The sturdy horned animals can easily carry supplies and munitions in remote areas where there are no roads, fuel is scarce, or rivers are too shallow to navigate, officers say.
"The buffalo have had excellent operational results and increased the distances we can cover," General Eduardo Dias da Costa Villas Boas, the chief of the Brazilian Army in the Amazon, said on Friday.
They weigh about 500 kg (1,100 pounds) and can carry the same amount, he added.
Brazil has some 27 military bases securing its rugged Amazon border, a dangerous frontier abutting seven nations that stretches 11,200 km (6,800 miles) -- three times the length of the U.S. border with Mexico.

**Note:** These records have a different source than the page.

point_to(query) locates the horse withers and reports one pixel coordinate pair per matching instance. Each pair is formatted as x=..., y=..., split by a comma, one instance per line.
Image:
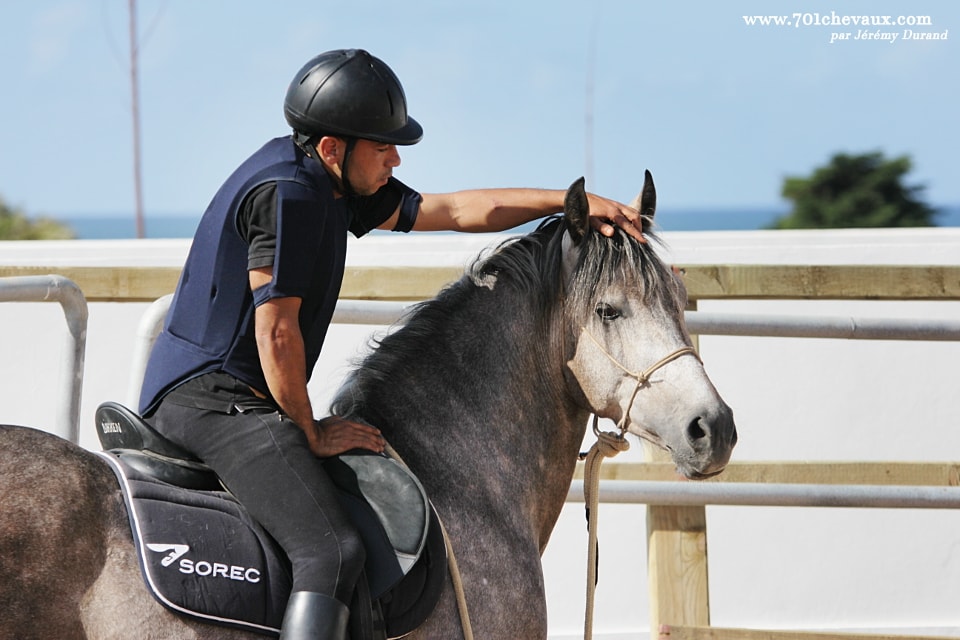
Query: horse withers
x=484, y=391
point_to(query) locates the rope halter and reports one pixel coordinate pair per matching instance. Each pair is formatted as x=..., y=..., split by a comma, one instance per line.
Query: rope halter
x=609, y=444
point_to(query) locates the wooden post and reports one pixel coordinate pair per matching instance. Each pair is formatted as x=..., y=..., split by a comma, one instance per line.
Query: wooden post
x=676, y=560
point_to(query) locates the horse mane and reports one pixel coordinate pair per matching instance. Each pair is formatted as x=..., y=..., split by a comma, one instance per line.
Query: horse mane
x=529, y=265
x=604, y=261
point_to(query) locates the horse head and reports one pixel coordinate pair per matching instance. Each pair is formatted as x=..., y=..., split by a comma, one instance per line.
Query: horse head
x=629, y=355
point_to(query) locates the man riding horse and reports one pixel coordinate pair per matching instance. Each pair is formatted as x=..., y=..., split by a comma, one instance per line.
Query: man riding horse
x=227, y=377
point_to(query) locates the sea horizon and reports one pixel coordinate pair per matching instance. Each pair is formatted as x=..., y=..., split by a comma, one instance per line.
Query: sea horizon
x=181, y=225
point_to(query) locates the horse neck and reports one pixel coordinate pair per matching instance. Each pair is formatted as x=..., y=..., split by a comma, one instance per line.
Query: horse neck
x=490, y=409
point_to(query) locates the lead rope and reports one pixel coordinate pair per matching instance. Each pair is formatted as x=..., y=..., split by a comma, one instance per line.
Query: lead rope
x=452, y=566
x=609, y=444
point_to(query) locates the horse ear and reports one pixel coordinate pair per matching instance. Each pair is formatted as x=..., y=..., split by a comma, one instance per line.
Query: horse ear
x=646, y=200
x=576, y=211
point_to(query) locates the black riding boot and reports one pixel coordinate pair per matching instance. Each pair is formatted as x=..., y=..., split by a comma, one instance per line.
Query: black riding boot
x=314, y=616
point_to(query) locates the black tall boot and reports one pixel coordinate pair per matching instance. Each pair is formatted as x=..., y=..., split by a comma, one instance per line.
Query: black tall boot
x=314, y=616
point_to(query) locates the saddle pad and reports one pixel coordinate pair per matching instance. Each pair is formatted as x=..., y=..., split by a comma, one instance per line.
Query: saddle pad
x=202, y=555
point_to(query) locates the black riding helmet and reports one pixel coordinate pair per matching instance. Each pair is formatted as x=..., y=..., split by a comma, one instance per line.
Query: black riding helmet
x=352, y=94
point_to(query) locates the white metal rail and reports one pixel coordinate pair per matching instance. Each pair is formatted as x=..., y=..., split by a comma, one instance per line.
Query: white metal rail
x=54, y=288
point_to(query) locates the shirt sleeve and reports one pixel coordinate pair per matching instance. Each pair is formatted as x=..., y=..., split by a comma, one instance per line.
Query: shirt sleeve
x=369, y=212
x=257, y=223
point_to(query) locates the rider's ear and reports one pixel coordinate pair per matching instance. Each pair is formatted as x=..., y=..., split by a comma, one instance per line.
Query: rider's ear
x=576, y=211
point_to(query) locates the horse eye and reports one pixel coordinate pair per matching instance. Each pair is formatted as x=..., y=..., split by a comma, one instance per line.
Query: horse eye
x=606, y=312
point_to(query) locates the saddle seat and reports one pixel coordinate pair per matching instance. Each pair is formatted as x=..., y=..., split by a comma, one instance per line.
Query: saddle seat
x=367, y=481
x=130, y=438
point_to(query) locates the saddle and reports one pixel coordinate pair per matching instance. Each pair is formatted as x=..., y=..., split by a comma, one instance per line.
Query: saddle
x=203, y=556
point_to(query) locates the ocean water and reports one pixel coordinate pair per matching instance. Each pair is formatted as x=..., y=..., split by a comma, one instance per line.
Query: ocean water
x=93, y=227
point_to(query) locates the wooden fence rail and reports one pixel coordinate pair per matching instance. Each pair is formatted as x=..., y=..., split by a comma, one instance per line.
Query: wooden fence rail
x=746, y=282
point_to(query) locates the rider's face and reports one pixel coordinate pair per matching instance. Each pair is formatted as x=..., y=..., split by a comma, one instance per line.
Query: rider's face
x=370, y=163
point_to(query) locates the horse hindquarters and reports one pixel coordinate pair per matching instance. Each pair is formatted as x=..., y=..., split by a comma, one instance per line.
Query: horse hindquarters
x=52, y=533
x=68, y=568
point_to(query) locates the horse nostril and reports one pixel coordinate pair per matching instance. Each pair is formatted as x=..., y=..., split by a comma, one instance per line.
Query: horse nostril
x=695, y=431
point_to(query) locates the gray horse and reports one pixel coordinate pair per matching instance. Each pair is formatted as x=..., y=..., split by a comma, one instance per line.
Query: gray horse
x=485, y=392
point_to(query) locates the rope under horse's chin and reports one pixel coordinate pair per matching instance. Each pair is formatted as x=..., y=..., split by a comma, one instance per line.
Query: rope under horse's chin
x=609, y=444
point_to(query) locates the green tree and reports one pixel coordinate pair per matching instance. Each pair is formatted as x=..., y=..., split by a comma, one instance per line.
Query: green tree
x=864, y=190
x=15, y=225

The army has to contend with diamond smugglers, cocaine traffickers, clashes between loggers and Indians, and Colombian guerrillas who sometimes hide out in Brazilian territory.
Supplies arrive at the bases by plane or boat, but to reach outlying training and patrol operations, they must be moved along narrow trails through thick jungle.
Other pack animals, such as mules, were considered but they would have needed special food and been more prone to disease.
Each base along the border was sent three water buffalo last year. The program will be expanded once tests of newly designed cargo packs are completed.
The Army gets the docile and disease-resistant animals from Marajo Island, a land mass the size of Switzerland at the mouth of the Amazon River. Portuguese settlers brought them to Brazil from Asia centuries ago.
"They don't require gasoline or special food. Buffalo eat anything," Villas Boas said.